Kritisch sehen die Autoren die Empfehlungen der LAWA zur Beurteilung der Gewässerstruktur. Diejenigen Beeinträchtigungen der Hydromorphologie, die das Erreichen der Qualitätsziele für ein Gewässer gefährden, werden nach Maßgabe der LAWA-Arbeitshilfe nicht in ausreichendem Umfang ermittelt. Hier besteht Verbesserungsbedarf bei den Kartierverfahren. 

 

 

 

Die Hochwasserrichtlinie der Europäischen Union

Am 23. November 2007 ist die "Richtlinie des Europäischen Parlaments und des Rates über die Bewertung und das Management von Hochwasserrisiken" (Richtlinie 2007/60) in Kraft getreten. 

Mit der Hochwasserrichtlinie sollen die Risiken und die nachteiligen Folgen von Hochwasser innerhalb der Europäischen Union verringert werden. Zunächst werden die Mitgliedstaaten die gefährdetsten Gebiete ermitteln. Dabei sind sie verpflichtet, für grenzüberschreitende Wasserläufe die Nutzung mit den anderen Mitgliedstaaten oder Drittländern abzusprechen. Nur nach vorheriger Absprache dürfen die Mitgliedstaaten Maßnahmen treffen, die das Hochwasserrisiko stromaufwärts oder stromabwärts erhöhen könnten. Die Einbeziehung der Bürger soll verbessert werden. Die Mitgliedstaaten sind zur Transparenz verpflichtet und müssen vorläufige Bewertungen des Hochwasserrisikos, Karten und Managementpläne öffentlich zugänglich machen.

Die Umsetzung der Hochwasserrichtlinie läuft in drei Phasen ab:

  • bis 2011: Bewertung des Hochwasserrisikos in den Flusseinzugsgebieten
  • bis 2013: Erstellung der Hochwassergefahrenkarten und Hochwasserrisikokarten durch die Mitgliedstaaten (mit Angaben zu den vermutlichen Pegelständen, den eventuell betroffenen wirtschaftlichen Tätigkeiten, der Zahl der gefährdeten Einwohner und den potenziellen Umweltschäden)
  • bis 2015: Ausarbeitung der Hochwasserrisikomanagementpläne (mit Maßnahmen zur Verringerung der Wahrscheinlichkeit des Auftretens von Hochwasser und zur Minderung der Folgen). Sie sollen in erster Linie eine nicht vertretbare Flächennutzung, wie den Bau von Häusern in Hochwasserrisikogebieten, verhindern.
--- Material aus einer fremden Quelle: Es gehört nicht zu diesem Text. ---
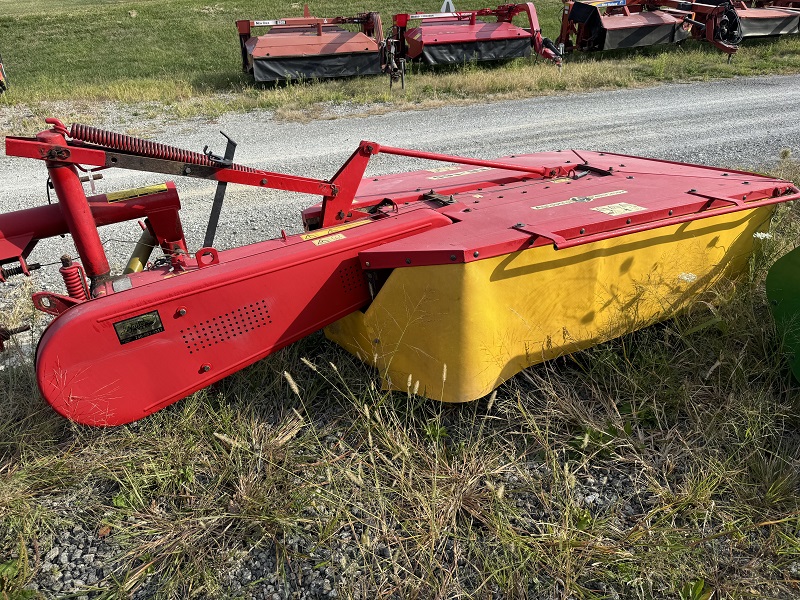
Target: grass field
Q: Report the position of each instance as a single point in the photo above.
(184, 56)
(660, 465)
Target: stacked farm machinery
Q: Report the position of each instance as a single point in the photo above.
(309, 47)
(478, 269)
(613, 24)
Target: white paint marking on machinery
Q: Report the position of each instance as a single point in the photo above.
(575, 199)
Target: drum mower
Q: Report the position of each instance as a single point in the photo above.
(450, 280)
(311, 48)
(614, 24)
(460, 37)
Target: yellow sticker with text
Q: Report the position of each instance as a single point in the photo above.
(136, 192)
(328, 239)
(329, 230)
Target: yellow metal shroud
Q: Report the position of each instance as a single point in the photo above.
(463, 329)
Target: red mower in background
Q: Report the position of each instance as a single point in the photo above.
(307, 47)
(3, 79)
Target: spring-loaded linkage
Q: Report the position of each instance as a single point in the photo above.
(74, 279)
(127, 143)
(6, 272)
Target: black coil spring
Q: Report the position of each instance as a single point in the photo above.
(127, 143)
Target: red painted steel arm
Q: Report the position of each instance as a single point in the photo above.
(131, 153)
(98, 157)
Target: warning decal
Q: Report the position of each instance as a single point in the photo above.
(329, 239)
(575, 199)
(621, 208)
(329, 230)
(460, 173)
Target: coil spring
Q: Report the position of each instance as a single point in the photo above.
(74, 281)
(127, 143)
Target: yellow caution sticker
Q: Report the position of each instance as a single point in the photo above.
(328, 239)
(136, 192)
(621, 208)
(576, 199)
(460, 173)
(329, 230)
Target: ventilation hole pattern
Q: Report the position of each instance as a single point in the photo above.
(227, 326)
(352, 278)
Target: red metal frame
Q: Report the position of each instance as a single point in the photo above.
(504, 14)
(703, 20)
(370, 23)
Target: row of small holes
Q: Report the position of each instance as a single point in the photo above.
(227, 326)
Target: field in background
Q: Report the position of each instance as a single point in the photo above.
(185, 56)
(664, 464)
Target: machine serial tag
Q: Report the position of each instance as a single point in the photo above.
(575, 199)
(139, 327)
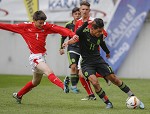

Zeitplan der Hochwasserrisikomanagementrichtlinie. Grafik: Kommunikatisten/GRÜNE LIGA

 

 

 

Umsetzung der Hochwasserrichtlinie in Deutschland

  • Hochwassergefahren- und -risikokarten
  • Links der Bundesländer zu den Hochwasser-Karten
  • Das Hochwasser-Informationssystem ZÜRS der Versicherungswirtschaft

Die Hochwasser-Richtlinie wurde mit Wirkung vom 1. März 2010 im Abschnitt 6 des Wasserhaushaltsgesetzes (WHG) umgesetzt. Hochwasserrisiko ist laut WHG die "Kombination der Wahrscheinlichkeit des Eintritts eines Hochwasserereignisses und der hochwasserbedingten potenziellen nachteiligen Folgen auf die menschliche Gesundheit, die Umwelt, das Kulturerbe und wirtschaftliche Tätigkeiten". Die vorläufige Bewertung des Hochwasserrisikos in den Flussgebietseinheiten gemäß § 73 WHG ist bundesweit abgeschlossen, die Bundesländer haben ihre Berichte veröffentlicht und nach Brüssel gemeldet. Diese Berichte enthalten Übersichtskarten und -tabellen der Gewässer bzw. Gewässerstrecken, die signifikant von Hochwasserrisiko betroffen sind. Damit sind die Gebietskulissen festgelegt, für die in der Folge Karten und Pläne erstellt werden. Hierzu hat die Bund/Länder-Arbeitsgemeinschaft Wasser (LAWA) im Jahr 2010 Empfehlungen verabschiedet.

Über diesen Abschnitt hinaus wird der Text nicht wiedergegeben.